1. Nuwa was killed by OOM but camera (oom_adj=2) application is still alive.
2. Nuwa was killed by OOM but camera (oom_adj=2) and communication (oom_adj=1) are still alive.

In these two cases, LMK didn't work due to free+cache is still higher than threshold, but OOM was been trigger due to free memory is only 1360KB.

Low-memory killer parameters:
  notify_trigger 14336 KB
  oom_adj min_free
        0  4096 KB
        1  5120 KB
        2  6144 KB
        6  7168 KB
        8  8192 KB
       10 20480 KB

Moreover, with this LMK setting, homescreen (oom_adj=8) at background won't be killed by LMK due to threshold of oom_adj=8 is 8192KB, it's hard to reach it.
Comment on attachment 8405281 [details]
mtlog_monkey_0411.tar.gz

Attached kernel log and memory information.
I had a monkey test from last night with the following LMK setting and b2g hasn't been killed during the test. 
---
  oom_adj min_free
        0  1024 KB
        1  2048 KB
        2  4096 KB
        6  6144 KB
        8 16384 KB
       10 20480 KB
---

But, with this set of values, backgroup process will be killed earlier. I think it'll be better also have anohter test where min_free is 10240KB for oom_adj=8.
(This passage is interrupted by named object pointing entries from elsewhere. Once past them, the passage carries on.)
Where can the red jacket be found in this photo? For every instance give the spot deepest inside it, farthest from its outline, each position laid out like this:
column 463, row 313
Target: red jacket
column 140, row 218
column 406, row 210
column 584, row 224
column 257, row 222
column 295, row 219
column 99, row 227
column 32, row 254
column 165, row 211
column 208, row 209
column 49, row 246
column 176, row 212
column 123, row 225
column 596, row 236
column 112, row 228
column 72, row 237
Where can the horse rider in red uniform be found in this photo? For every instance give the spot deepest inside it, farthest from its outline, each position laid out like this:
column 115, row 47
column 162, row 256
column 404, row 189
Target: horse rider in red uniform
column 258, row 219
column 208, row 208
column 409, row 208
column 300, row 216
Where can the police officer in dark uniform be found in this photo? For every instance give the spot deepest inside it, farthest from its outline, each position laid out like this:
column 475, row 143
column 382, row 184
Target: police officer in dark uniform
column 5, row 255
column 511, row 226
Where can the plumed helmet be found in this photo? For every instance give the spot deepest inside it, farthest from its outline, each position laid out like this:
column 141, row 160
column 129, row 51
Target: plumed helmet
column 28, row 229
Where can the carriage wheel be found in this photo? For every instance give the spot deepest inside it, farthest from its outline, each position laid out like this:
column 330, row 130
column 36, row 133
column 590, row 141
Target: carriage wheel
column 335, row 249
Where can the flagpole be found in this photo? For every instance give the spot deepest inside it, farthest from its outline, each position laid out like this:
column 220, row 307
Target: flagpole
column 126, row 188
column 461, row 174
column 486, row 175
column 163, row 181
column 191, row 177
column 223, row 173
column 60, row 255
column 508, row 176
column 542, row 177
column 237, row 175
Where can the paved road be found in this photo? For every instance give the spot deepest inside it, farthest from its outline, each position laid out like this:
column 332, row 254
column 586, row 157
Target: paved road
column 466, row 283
BTW, I also think "/proc/sys/vm/min_free_kbytes" should be less that min_free of oom_adj=0.
Attached file updated log
updated log
I find oom-killer was involved mostly by userspace process.
But LMK was involved mostly by kswapd, sometimes by userspace process.
If LMK could be involved when userspace process allocated memory.
The problem will gone.
/20140418130229/kernel$ grep -ir 'invoked lowmemorykiller' kernel.log  -c
77

/20140418130229/kernel$ grep -ir 'kswapd0 invoked lowmemorykiller' kernel.log  -c
65

Here, oom-killer should happen. 
/20140418130229/kernel$ grep -ir 'invoked oom-killer' kernel.log  -c
59

Now,there are 2 suspicions .
1. LMK was not called by memory_shrink at all;
2. LMK was called by memory_shrink, but not meet the condition of kill process.

I will add some log to check this.
04-18 22:07:55.506 <4>0[ 3933.657617] kswapd0 invoked lowmemorykiller: gfp_mask=0xd0, oom_adj=0, oom_score_adj=0
04-18 22:07:55.506 <4>0[ 3933.657678] Backtrace: 
04-18 22:07:55.506 <4>0[ 3933.657745] [<c4537ad8>] (dump_backtrace+0x0/0x110) from [<c4889f0c>] (dump_stack+0x18/0x1c)
04-18 22:07:55.506 <4>0[ 3933.657813]  r7:c70f3f78 r6:000000d0 r5:c15c57a0 r4:c70f2000
04-18 22:07:55.506 <4>0[ 3933.657901] [<c4889ef4>] (dump_stack+0x0/0x1c) from [<c4779804>] (lowmem_shrink+0x460/0x528)
04-18 22:07:55.506 <4>0[ 3933.657978] [<c47793a4>] (lowmem_shrink+0x0/0x528) from [<c45a45c8>] (shrink_slab+0x114/0x1c0)
04-18 22:07:55.506 <4>0[ 3933.658051] [<c45a44b4>] (shrink_slab+0x0/0x1c0) from [<c45a4bfc>] (kswapd+0x588/0x924)
04-18 22:07:55.506 <4>0[ 3933.658122] [<c45a4674>] (kswapd+0x0/0x924) from [<c456b7d0>] (kthread+0x8c/0x94)
04-18 22:07:55.506 <4>0[ 3933.658192] [<c456b744>] (kthread+0x0/0x94) from [<c45547a4>] (do_exit+0x0/0x5fc)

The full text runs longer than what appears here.